Cloud Computing: Vision or Reality

My name is Annie Shum, VP of Advanced Technology at Amdocs. It is worth noting that my recent decision to join Amdocs happily coincided with why Amdocs decided to hire me: namely, Amdocs’ commitment to innovating Cloud services in the emerging Cloud era.

With the advent of Cloud Computing, the long-standing vision of “Computing as a Utility” is beginning to take shape. Since the early days of time-sharing computing, that vision has taken a quantum leap towards reality. One of the earliest references to Utility Computing occurred in 1961 at the MIT Centennial. On that occasion, John McCarthy presented his vision of computing organized as a public utility. Just as the telephone system had developed into a major industry, Professor McCarthy envisioned that “Computing as a Utility” could one day become the basis of a new and important public industry.

Simply put, rooted in the long-standing vision and dream of “Computing as a Utility” that began more than half a century ago, the genesis of Cloud Computing goes back a long way.
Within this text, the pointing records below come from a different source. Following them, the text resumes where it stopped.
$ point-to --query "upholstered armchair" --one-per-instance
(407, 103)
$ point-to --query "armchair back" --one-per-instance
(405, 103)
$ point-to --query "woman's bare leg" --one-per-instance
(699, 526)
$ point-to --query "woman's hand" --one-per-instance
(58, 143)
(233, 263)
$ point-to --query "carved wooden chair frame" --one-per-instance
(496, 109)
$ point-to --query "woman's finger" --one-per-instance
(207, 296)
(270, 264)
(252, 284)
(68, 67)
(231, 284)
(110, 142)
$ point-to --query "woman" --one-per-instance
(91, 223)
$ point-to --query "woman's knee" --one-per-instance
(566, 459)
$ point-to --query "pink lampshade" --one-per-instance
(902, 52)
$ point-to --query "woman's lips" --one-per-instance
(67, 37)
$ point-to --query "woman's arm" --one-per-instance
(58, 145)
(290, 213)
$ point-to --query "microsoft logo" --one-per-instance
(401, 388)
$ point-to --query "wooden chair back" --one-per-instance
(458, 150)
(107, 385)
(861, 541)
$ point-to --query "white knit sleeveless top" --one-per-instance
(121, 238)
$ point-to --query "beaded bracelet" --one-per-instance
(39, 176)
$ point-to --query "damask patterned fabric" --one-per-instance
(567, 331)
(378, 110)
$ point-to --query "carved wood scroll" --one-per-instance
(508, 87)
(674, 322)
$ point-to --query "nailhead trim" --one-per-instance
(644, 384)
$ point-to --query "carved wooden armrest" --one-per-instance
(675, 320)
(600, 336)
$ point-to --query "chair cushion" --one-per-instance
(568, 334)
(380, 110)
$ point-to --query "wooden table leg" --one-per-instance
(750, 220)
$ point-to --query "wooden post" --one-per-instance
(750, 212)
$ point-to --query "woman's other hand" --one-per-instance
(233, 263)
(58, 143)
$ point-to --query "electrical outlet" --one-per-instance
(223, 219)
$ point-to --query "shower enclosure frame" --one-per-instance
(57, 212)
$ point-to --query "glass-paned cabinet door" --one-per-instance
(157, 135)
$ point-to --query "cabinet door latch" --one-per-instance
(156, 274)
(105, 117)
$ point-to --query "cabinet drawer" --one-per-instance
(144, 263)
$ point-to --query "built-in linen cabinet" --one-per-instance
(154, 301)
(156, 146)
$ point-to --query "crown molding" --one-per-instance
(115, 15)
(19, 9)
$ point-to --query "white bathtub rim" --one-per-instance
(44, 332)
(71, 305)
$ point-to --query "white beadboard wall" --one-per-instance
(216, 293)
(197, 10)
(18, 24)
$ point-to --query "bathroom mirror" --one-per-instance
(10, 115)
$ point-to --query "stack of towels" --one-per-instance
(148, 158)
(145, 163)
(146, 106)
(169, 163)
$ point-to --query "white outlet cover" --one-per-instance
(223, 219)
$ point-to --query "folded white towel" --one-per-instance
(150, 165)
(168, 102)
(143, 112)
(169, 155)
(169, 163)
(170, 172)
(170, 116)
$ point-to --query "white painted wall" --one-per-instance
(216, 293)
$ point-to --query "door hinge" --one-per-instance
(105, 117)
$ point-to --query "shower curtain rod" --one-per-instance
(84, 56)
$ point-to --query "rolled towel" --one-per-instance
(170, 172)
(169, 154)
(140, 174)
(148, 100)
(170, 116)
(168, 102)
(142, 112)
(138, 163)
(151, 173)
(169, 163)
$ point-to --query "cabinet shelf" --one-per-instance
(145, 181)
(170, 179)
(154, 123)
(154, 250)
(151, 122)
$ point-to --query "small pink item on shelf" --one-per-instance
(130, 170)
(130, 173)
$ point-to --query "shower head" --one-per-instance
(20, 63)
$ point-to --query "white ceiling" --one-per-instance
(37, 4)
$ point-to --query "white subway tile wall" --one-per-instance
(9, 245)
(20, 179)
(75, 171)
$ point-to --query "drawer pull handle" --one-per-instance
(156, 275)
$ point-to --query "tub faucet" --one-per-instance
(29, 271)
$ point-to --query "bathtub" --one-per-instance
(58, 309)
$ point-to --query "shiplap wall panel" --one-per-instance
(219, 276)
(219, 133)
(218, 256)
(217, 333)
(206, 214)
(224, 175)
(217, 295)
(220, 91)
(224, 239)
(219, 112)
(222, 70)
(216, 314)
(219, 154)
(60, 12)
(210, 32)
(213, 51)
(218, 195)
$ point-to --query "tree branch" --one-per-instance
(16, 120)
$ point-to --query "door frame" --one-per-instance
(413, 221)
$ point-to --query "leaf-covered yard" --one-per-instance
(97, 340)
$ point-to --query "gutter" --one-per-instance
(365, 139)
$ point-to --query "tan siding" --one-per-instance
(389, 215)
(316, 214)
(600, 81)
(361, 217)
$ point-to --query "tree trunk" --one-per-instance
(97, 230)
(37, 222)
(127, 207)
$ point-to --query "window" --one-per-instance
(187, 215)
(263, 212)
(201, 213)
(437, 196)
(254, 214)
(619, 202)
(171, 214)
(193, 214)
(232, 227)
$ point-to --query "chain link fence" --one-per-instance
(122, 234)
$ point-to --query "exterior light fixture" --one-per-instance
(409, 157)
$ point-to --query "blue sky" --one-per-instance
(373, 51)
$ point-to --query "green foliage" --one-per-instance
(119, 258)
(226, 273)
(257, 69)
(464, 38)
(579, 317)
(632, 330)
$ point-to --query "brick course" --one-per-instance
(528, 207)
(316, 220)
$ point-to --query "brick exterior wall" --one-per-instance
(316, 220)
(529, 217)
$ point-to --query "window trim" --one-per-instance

To a growing number of industry observers, it is an old idea whose time may have finally arrived when, in 2006, Amazon began offering Cloud infrastructure services to the public as a utility. Despite initial skepticism, it was a watershed event in the quest of Utility Computing and helped to usher in the first wave of industrial-strength commercial Cloud Computing offerings.

Eric Schmidt, Google’s Chairman and Chief Executive has stated that Cloud computing will be “the defining technological shift of our Generation”. However, the media and vendor-spun hype (at times referred to as “cloud-washing”) around this topic has created an unprecedented level of confusion. Today, unabated sound and fury surrounding the Cloud Computing buzz continues and indeed, increases. Nevertheless, it is all but certain that there will be no “big or easy switch” for enterprise IT to transition overnight from running applications on premises to the Cloud. Because the shift is not an “all-or-nothing” or a “one size fits all” endeavor, stakeholders of judicious enterprises should take a measured approach to balance different tradeoffs.

Carl Brooks observes, “Cloud Computing isn’t a technological breakthrough as much as it is a process breakthrough.” It is not really a new technology as much as a new way to architect how IT delivers value. To wit: a new set of delivery and deployment service models. By separating hype from reality, business decision-makers and IT professionals should strive to understand how Cloud Computing transforms the way IT delivers value to business by taking “something old, something new and something borrowed.” IT organizations can mitigate their risk in adopting Cloud Computing by pre-identifying “Cloudy-friendly” business processes. Above all, it will be critically important to design collaboratively cost-effective Hybrid Cloud architecture and business strategies to solve current and future business problems.